1. insanlara "ilgilenmiyorum" deyince bana öcü gibi bakmalarına neden olan iki spordan biri. diğeri için (bkz: basketbol) . sevmiyorum yahu sevmiyorum, olmuyor.

    bir türlü anlayamıyorum neden şu ülkede her erkek takım tutmak, spor yapmak zorunda. tamam, sağlık için spor yapmak gereklidir. burada asıl sorun; toplumca, spordan kasıtın, topla oynanan takım oyunları ve vücut geliştirmeden ibaret olması. bu düşünce beni hasta ediyor. yoksa bana "yürüyüş yap, koş, bak sabah 10 dakikada yapılan minik antremanlar var bunları yap" dese amenna. ama onlar spor mu? onlar ne ki? ezik onlar. futbol oyna futbol. erkek adam futbol oynar.
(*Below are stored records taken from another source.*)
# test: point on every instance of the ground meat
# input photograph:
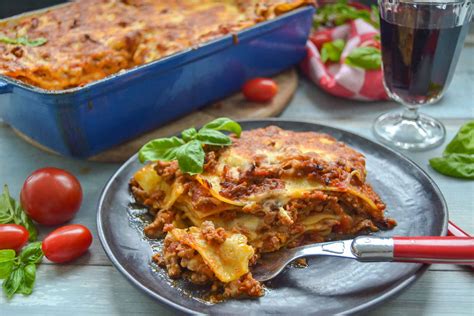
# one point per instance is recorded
(169, 170)
(246, 285)
(181, 260)
(212, 234)
(156, 228)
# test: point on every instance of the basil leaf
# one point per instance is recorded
(455, 165)
(224, 124)
(463, 142)
(332, 50)
(29, 277)
(191, 157)
(458, 157)
(24, 41)
(331, 15)
(160, 149)
(365, 57)
(213, 137)
(13, 282)
(31, 253)
(7, 257)
(189, 134)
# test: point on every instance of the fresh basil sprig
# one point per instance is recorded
(24, 41)
(19, 271)
(188, 150)
(332, 50)
(12, 212)
(365, 57)
(458, 157)
(335, 14)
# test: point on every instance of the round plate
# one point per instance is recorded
(328, 285)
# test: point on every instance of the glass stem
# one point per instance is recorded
(410, 113)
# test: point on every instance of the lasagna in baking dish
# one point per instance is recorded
(271, 188)
(87, 40)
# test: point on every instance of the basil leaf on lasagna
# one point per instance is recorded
(190, 157)
(189, 134)
(224, 124)
(213, 137)
(188, 150)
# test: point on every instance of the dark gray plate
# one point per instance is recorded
(328, 285)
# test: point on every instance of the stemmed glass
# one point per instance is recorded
(421, 44)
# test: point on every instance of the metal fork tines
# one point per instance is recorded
(271, 264)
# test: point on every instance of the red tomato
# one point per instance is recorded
(260, 89)
(321, 37)
(371, 43)
(67, 243)
(51, 196)
(13, 236)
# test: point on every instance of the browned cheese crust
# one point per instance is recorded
(88, 40)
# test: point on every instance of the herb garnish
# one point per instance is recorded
(24, 41)
(332, 50)
(19, 271)
(335, 14)
(188, 150)
(12, 212)
(365, 57)
(458, 157)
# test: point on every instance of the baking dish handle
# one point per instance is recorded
(5, 87)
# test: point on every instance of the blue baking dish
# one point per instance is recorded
(84, 121)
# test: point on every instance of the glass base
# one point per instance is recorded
(418, 133)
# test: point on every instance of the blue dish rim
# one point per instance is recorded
(172, 61)
(365, 306)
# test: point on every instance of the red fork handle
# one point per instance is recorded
(456, 250)
(454, 230)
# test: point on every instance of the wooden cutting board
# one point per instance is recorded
(235, 107)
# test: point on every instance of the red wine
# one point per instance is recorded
(419, 62)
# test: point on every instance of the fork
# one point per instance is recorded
(454, 250)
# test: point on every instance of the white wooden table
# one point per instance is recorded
(91, 285)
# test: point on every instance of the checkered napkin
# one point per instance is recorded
(340, 79)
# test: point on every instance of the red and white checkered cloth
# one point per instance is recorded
(340, 79)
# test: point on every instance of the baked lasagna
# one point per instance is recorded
(271, 188)
(87, 40)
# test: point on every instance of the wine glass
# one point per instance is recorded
(421, 44)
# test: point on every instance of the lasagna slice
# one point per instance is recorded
(277, 188)
(208, 255)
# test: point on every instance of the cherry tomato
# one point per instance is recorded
(13, 236)
(321, 37)
(67, 243)
(51, 196)
(371, 43)
(260, 89)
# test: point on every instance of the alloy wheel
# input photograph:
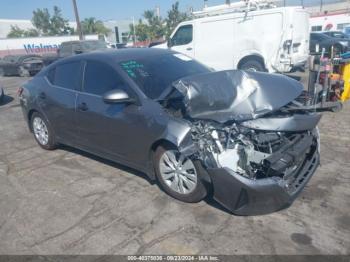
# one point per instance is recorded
(40, 131)
(178, 172)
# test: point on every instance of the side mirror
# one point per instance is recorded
(116, 96)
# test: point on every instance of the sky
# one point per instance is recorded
(107, 9)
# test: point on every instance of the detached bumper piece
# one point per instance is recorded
(245, 196)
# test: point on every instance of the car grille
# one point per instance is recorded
(302, 175)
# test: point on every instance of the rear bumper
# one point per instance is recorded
(245, 196)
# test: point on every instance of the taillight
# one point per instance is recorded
(20, 91)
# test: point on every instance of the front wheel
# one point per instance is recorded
(43, 134)
(179, 175)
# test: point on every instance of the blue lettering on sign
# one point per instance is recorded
(40, 48)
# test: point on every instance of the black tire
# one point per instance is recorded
(51, 142)
(252, 65)
(198, 193)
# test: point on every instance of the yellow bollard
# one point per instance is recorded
(346, 78)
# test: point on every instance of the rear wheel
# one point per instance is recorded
(252, 65)
(43, 134)
(178, 175)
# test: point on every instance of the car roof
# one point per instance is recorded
(118, 55)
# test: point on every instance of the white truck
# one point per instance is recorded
(36, 45)
(253, 35)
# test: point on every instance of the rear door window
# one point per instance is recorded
(100, 78)
(183, 35)
(67, 75)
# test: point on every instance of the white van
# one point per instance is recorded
(273, 39)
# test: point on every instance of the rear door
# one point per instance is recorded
(182, 40)
(58, 99)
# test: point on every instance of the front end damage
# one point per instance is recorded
(258, 153)
(252, 171)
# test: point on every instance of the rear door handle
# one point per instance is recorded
(83, 107)
(42, 95)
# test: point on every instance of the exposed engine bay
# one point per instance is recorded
(275, 143)
(258, 145)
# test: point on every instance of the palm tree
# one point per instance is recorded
(92, 26)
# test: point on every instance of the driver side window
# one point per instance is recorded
(100, 78)
(183, 35)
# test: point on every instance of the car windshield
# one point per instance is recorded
(93, 45)
(154, 75)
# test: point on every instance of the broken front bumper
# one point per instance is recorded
(244, 196)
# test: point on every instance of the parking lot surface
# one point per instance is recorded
(69, 202)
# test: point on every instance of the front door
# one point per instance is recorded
(58, 100)
(107, 129)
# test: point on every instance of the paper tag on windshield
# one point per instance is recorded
(183, 57)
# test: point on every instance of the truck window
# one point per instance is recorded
(183, 35)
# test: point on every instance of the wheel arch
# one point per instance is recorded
(251, 57)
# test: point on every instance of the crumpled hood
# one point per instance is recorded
(235, 94)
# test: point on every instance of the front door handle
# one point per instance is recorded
(42, 95)
(83, 107)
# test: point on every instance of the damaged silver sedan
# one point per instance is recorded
(240, 136)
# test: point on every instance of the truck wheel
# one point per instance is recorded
(178, 175)
(252, 65)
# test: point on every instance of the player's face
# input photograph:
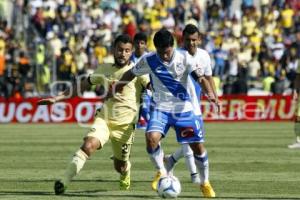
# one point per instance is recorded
(140, 46)
(122, 53)
(191, 42)
(165, 53)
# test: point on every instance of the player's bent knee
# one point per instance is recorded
(152, 140)
(90, 145)
(120, 165)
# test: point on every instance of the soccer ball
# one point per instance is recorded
(168, 187)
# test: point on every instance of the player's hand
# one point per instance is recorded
(295, 95)
(47, 101)
(114, 88)
(219, 106)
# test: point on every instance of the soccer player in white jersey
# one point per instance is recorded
(200, 58)
(175, 102)
(140, 49)
(296, 97)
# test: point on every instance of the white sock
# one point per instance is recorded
(157, 159)
(203, 166)
(128, 167)
(74, 166)
(189, 158)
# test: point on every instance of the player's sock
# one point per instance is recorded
(178, 153)
(203, 166)
(189, 158)
(74, 166)
(157, 158)
(125, 178)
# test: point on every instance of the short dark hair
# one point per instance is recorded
(163, 39)
(124, 38)
(190, 29)
(140, 37)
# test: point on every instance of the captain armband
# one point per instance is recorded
(196, 74)
(89, 80)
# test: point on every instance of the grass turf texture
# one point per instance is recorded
(247, 161)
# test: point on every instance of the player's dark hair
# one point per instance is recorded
(140, 37)
(124, 38)
(190, 29)
(163, 39)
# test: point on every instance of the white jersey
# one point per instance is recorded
(173, 87)
(202, 61)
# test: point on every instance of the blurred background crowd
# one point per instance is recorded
(254, 44)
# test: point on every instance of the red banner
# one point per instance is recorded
(234, 108)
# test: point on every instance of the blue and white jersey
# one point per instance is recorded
(173, 86)
(202, 62)
(135, 59)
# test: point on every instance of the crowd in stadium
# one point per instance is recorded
(255, 48)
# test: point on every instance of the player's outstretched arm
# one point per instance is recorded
(68, 93)
(207, 89)
(118, 86)
(213, 86)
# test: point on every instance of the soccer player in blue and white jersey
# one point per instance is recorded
(201, 59)
(175, 100)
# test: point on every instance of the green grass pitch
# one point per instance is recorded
(247, 161)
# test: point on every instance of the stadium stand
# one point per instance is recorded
(255, 45)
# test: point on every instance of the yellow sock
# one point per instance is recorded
(127, 168)
(74, 166)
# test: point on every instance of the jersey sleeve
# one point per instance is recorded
(97, 78)
(141, 67)
(144, 80)
(207, 64)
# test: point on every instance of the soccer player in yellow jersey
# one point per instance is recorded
(115, 121)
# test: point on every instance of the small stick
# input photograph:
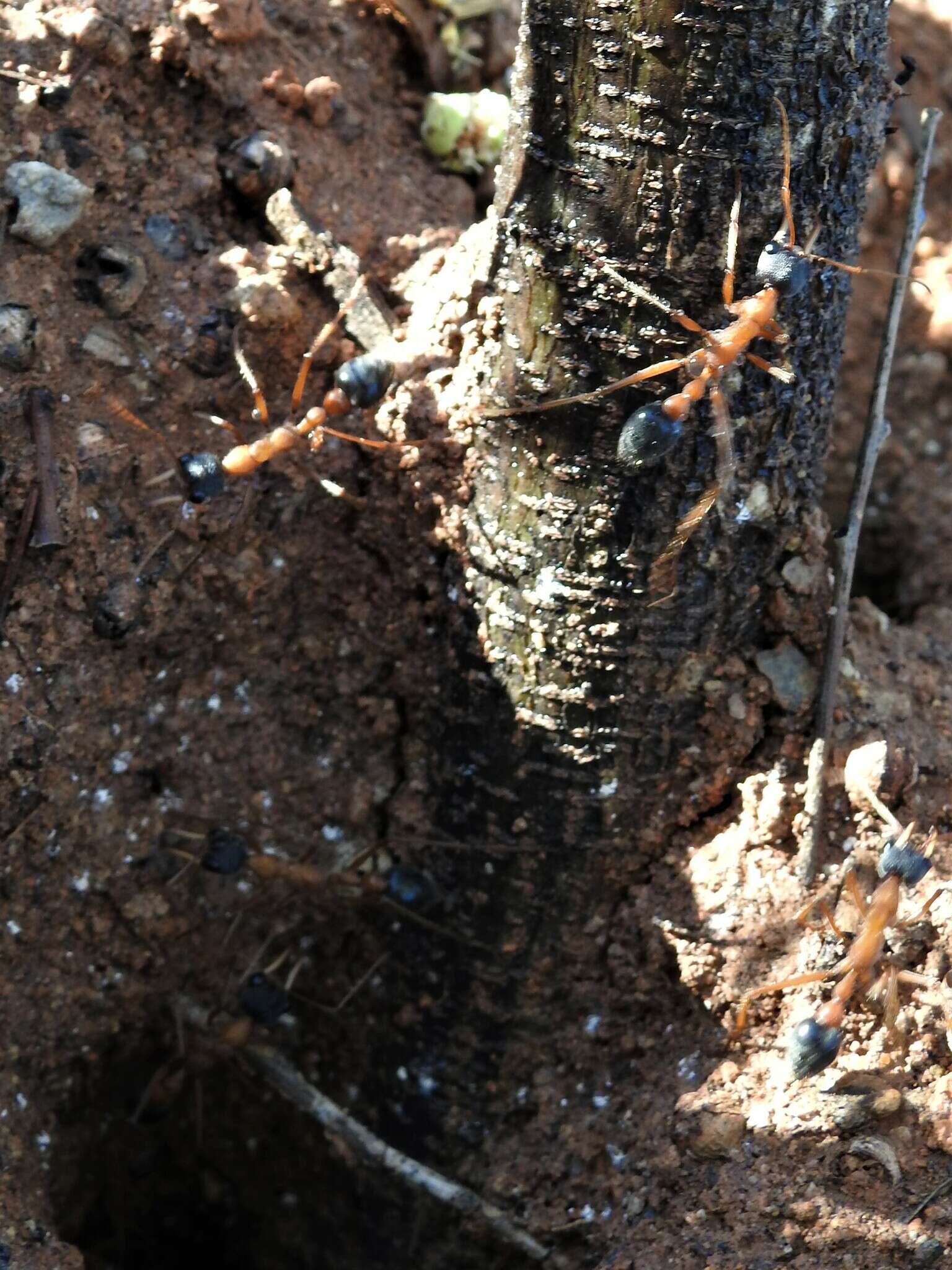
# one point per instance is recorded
(282, 1076)
(19, 548)
(38, 409)
(369, 321)
(848, 538)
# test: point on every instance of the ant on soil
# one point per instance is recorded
(815, 1042)
(227, 854)
(654, 430)
(359, 383)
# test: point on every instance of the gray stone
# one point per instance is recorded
(792, 677)
(50, 201)
(106, 346)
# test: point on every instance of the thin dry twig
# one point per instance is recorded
(19, 548)
(284, 1077)
(369, 319)
(847, 540)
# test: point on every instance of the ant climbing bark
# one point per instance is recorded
(654, 430)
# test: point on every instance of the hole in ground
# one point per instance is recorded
(213, 1169)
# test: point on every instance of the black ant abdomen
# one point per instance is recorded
(413, 888)
(813, 1048)
(903, 861)
(205, 477)
(226, 853)
(263, 1001)
(646, 437)
(783, 269)
(364, 379)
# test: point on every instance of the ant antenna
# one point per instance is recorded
(785, 187)
(883, 273)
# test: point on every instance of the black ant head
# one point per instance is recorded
(205, 477)
(785, 269)
(813, 1048)
(904, 863)
(226, 853)
(646, 437)
(263, 1000)
(364, 379)
(413, 888)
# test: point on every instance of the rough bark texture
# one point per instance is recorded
(635, 120)
(583, 718)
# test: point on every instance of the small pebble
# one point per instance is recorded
(320, 95)
(927, 1253)
(106, 346)
(886, 1103)
(50, 201)
(792, 677)
(99, 36)
(231, 22)
(168, 236)
(18, 333)
(879, 768)
(719, 1133)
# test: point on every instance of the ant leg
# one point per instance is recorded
(778, 373)
(134, 420)
(795, 981)
(733, 235)
(785, 186)
(248, 375)
(923, 912)
(804, 916)
(676, 315)
(648, 374)
(663, 575)
(320, 339)
(858, 898)
(724, 441)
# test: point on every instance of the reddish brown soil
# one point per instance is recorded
(276, 680)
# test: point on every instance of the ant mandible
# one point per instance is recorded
(653, 431)
(816, 1041)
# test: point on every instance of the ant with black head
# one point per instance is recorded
(816, 1041)
(359, 383)
(653, 431)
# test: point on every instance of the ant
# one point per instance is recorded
(227, 854)
(359, 383)
(653, 431)
(815, 1042)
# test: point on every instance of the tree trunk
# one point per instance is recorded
(587, 722)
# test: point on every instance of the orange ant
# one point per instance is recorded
(358, 384)
(653, 431)
(816, 1041)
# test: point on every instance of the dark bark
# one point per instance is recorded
(584, 723)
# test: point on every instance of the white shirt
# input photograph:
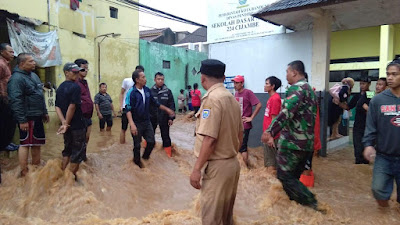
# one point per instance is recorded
(127, 83)
(142, 92)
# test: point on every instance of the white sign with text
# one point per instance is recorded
(232, 20)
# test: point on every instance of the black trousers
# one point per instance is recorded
(146, 131)
(358, 146)
(164, 127)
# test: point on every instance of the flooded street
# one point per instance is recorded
(112, 190)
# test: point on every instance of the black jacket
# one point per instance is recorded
(164, 96)
(25, 94)
(383, 124)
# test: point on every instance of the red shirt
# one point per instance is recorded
(196, 97)
(274, 105)
(5, 74)
(246, 100)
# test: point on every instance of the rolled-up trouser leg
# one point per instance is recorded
(148, 135)
(218, 191)
(290, 166)
(164, 127)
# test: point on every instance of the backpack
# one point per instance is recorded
(334, 91)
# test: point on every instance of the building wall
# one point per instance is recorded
(77, 31)
(183, 63)
(259, 58)
(363, 42)
(24, 8)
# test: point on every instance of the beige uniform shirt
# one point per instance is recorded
(219, 117)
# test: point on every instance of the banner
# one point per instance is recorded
(232, 19)
(44, 46)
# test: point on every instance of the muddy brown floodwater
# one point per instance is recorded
(112, 190)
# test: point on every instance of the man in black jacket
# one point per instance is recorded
(163, 95)
(381, 138)
(27, 103)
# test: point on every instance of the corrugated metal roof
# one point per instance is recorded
(290, 4)
(199, 35)
(154, 32)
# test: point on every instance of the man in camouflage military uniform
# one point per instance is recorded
(296, 124)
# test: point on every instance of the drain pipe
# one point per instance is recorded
(48, 14)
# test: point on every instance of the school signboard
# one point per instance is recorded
(231, 20)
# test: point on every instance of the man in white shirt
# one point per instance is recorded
(127, 84)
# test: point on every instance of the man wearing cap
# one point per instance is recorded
(247, 100)
(25, 92)
(68, 108)
(296, 124)
(219, 133)
(87, 102)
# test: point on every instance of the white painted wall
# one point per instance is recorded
(258, 58)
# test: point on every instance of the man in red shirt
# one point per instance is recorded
(274, 105)
(247, 100)
(87, 102)
(196, 97)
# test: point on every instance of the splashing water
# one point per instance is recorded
(112, 190)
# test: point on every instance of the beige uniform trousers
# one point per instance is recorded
(218, 191)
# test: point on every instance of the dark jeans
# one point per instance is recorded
(246, 134)
(386, 171)
(291, 163)
(164, 128)
(358, 146)
(196, 109)
(145, 130)
(106, 119)
(124, 120)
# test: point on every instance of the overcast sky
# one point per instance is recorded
(194, 10)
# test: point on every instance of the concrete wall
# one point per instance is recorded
(183, 63)
(363, 42)
(259, 58)
(35, 9)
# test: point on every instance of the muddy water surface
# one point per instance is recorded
(112, 190)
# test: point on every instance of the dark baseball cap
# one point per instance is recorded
(213, 68)
(72, 67)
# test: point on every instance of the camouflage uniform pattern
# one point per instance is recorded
(297, 118)
(296, 144)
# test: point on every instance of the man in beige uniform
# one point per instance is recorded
(219, 131)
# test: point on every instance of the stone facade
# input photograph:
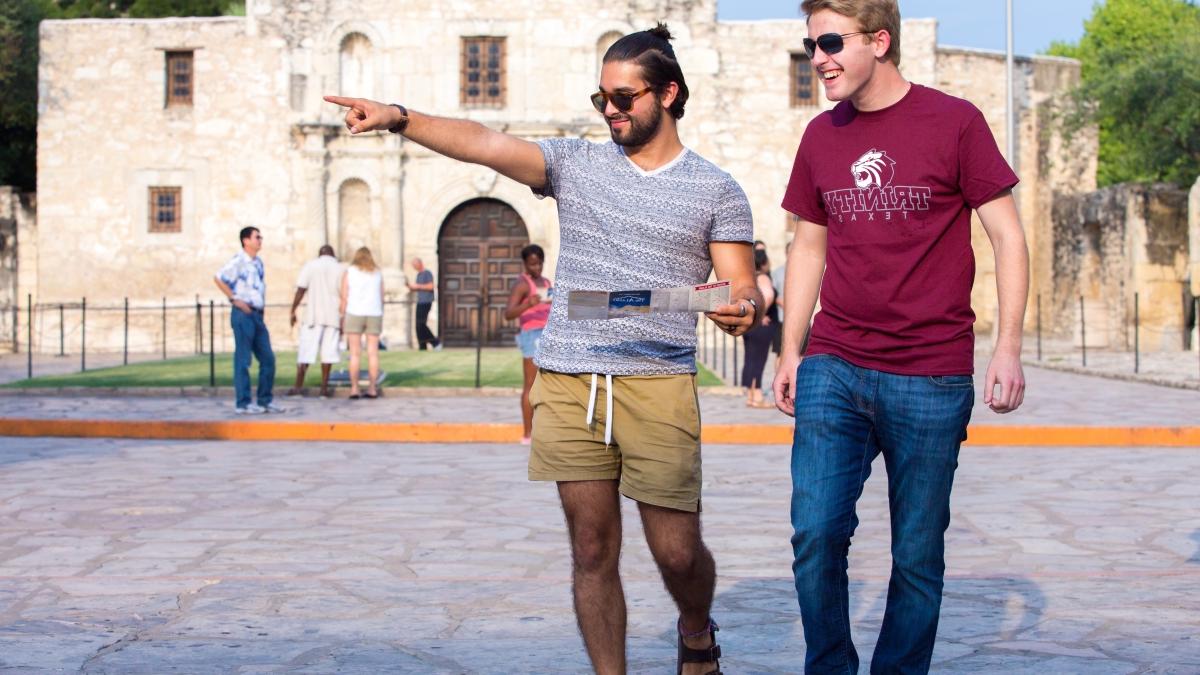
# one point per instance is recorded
(1109, 245)
(17, 220)
(259, 147)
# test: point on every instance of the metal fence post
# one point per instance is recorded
(29, 340)
(1083, 330)
(125, 345)
(1137, 336)
(725, 344)
(479, 336)
(83, 335)
(199, 327)
(735, 360)
(213, 352)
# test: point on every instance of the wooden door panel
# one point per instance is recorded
(479, 249)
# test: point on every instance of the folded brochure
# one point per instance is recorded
(592, 305)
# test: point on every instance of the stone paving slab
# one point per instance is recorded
(1051, 399)
(127, 556)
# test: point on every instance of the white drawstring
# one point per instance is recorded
(592, 401)
(592, 407)
(607, 417)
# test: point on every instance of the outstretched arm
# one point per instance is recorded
(459, 139)
(802, 285)
(733, 261)
(1003, 228)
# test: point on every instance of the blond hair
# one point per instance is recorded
(873, 16)
(364, 260)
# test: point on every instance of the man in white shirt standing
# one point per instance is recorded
(319, 333)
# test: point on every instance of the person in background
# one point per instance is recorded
(761, 336)
(244, 281)
(529, 302)
(321, 280)
(425, 288)
(361, 311)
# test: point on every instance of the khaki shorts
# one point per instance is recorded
(655, 435)
(369, 324)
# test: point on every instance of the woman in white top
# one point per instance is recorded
(363, 314)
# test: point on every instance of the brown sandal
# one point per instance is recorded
(688, 655)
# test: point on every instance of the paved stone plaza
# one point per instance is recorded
(135, 556)
(160, 556)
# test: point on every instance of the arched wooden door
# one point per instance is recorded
(479, 252)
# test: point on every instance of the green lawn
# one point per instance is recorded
(448, 368)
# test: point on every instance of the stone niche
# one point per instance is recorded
(1109, 245)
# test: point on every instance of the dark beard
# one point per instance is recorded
(640, 132)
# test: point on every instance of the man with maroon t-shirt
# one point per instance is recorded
(885, 184)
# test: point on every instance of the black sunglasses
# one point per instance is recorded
(831, 42)
(623, 102)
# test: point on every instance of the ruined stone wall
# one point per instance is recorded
(16, 222)
(1109, 245)
(259, 147)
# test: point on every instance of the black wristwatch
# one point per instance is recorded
(403, 121)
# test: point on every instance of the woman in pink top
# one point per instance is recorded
(529, 302)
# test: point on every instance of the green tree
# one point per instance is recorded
(1140, 85)
(18, 65)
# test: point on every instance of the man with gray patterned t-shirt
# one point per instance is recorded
(615, 401)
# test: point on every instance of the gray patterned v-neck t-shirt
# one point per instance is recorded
(625, 228)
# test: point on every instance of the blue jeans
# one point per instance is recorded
(250, 336)
(845, 416)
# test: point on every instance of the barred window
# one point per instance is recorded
(803, 88)
(179, 78)
(483, 72)
(166, 209)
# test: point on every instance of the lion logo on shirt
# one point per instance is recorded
(875, 168)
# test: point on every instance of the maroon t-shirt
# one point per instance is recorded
(895, 187)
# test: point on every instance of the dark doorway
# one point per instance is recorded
(479, 257)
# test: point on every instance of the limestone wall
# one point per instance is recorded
(16, 225)
(1109, 245)
(259, 147)
(1045, 162)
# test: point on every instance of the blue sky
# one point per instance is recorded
(961, 23)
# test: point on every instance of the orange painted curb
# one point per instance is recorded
(453, 432)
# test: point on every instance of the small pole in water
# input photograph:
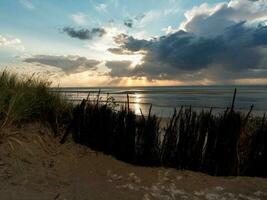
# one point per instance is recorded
(233, 101)
(128, 102)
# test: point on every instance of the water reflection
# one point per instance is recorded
(137, 98)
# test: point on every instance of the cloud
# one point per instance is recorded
(128, 23)
(9, 41)
(119, 51)
(208, 20)
(135, 20)
(27, 4)
(68, 64)
(119, 68)
(84, 34)
(101, 8)
(240, 51)
(79, 18)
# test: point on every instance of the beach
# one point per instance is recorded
(33, 165)
(165, 98)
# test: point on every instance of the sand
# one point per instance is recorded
(33, 165)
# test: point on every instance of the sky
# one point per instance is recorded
(135, 42)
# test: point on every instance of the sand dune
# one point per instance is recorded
(33, 165)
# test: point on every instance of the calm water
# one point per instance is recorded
(165, 99)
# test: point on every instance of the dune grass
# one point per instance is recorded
(227, 144)
(27, 99)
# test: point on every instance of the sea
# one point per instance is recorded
(165, 99)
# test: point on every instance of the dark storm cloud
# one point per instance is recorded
(68, 64)
(119, 68)
(233, 54)
(84, 34)
(128, 23)
(119, 51)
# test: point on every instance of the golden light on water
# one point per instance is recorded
(137, 98)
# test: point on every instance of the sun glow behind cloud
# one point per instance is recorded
(132, 45)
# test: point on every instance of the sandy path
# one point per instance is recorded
(34, 166)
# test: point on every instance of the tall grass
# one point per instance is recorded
(227, 144)
(27, 99)
(230, 143)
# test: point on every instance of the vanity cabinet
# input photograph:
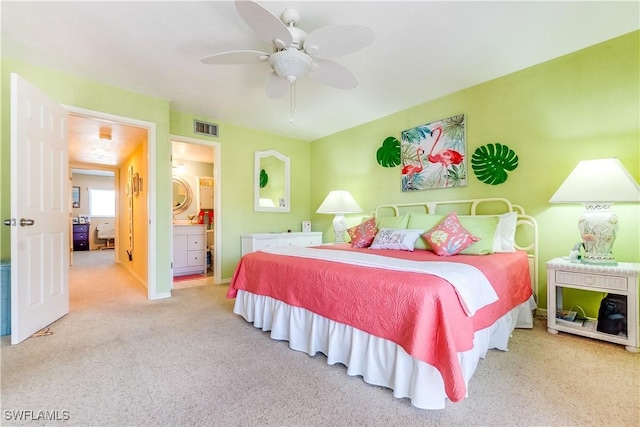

    ki bu insanlar gözlemlerime göre zaten spor da yapmıyorlar. televizyon başında oturup futbol maçı izlemeyi spor zanneden insanlar bunlar. iki adım yol yürümeyip, 1 kat yukarı çıkmak için asansör kullanırlar. bir de fanatik ve 10+ yıllık futbol maçı izleyicisi olanları vardır ki daha fenadır durumları. zaten fanatik insanları sevmem, bir de bunu övünç kaynağı olarak sunmaları nasıl bir mantıktır aklım almıyor. fenerbahçe maç kaybedince skoru söyleyen arkadaşımla tartışan, kavga eden, "hıı siz de 69-0 yenilmiştiniz hıı" deyip sonra da odasına gidip ağlayan tipler tanıdım ben. bu kadarı bana da mantıklı herhangi bir insana da çok fazla. vücuttaki kanserli hücre miktarını artırır bu adamlar. örnek:

    "galatasaray maçlarını izliyorum, çok sıkı taraftarımdır. o kadar ilgiliyim ki bakın iddaa bile oynarım. sporla çok alakalı bir insanım. inanmıyorsanız 50 saat çözümü olmayan futbol sohbetleri edelim. romanya 2. liginde olan bir takımın 98/99 sezonundaki başarısını konuşalım. hani hala anlamazsınız sporla alakalı olduğumu hani..."

    bu mudur sporla ilgilenme / spor yapma anlayışınız?

    bugün ekşi sözlük'ün de özeti olan adamlar bu bahsettiğim adamlar. bunların yan dalları da siyaset, arabalar ve kadınlardır. ekşi sözlükteki sol frame'i aklınıza getirin. heh, işte!

    insanı spordan soğutursunuz. fakat ben yine de sizin gibi halısaha maçına, vücut geliştirme salonuna arabamla gitmeyeceğim(*:ironi). 6. kata çıkacak bile olsa o asansörü kullanmayacağım. 15 kilometreye kadar gitmem gereken yerlere yağmur, çamur, sel yoksa yürüyerek gideceğim. (*:swh)
  2. sevenlerinin hepsinin (aslında hepsinin de demeyelim de ezici çoğunluğunun) en iyisinin kendi takımı olduğunu sandığı spor. her zaman en şereflisi en doğru yapanı işte ne bileyim en süperi kendi takımıdır. geri kalan takımları tutan da maldır, gerçekleri farkına varmamıştır, bir şeydir.

    bunun temelinde bence maslow'un ihtiyaç piramidindeki "bir yere ait olma" basamağı var. adam hayat boyu hiçbir yere tam olarak ait olamamış. olmayı becerememiş. takım tutarak kendini milyon kişilik x takımı fanatikleri topluluğuna ait hale getiriyor.

    yoksa topmuş futbolmuş, golmüş bahane. bir adam tuttuğu takıma laf edilince sinirden ağlıyorsa o adam radikaldir, psikolojik sorunları vardır, hastadır.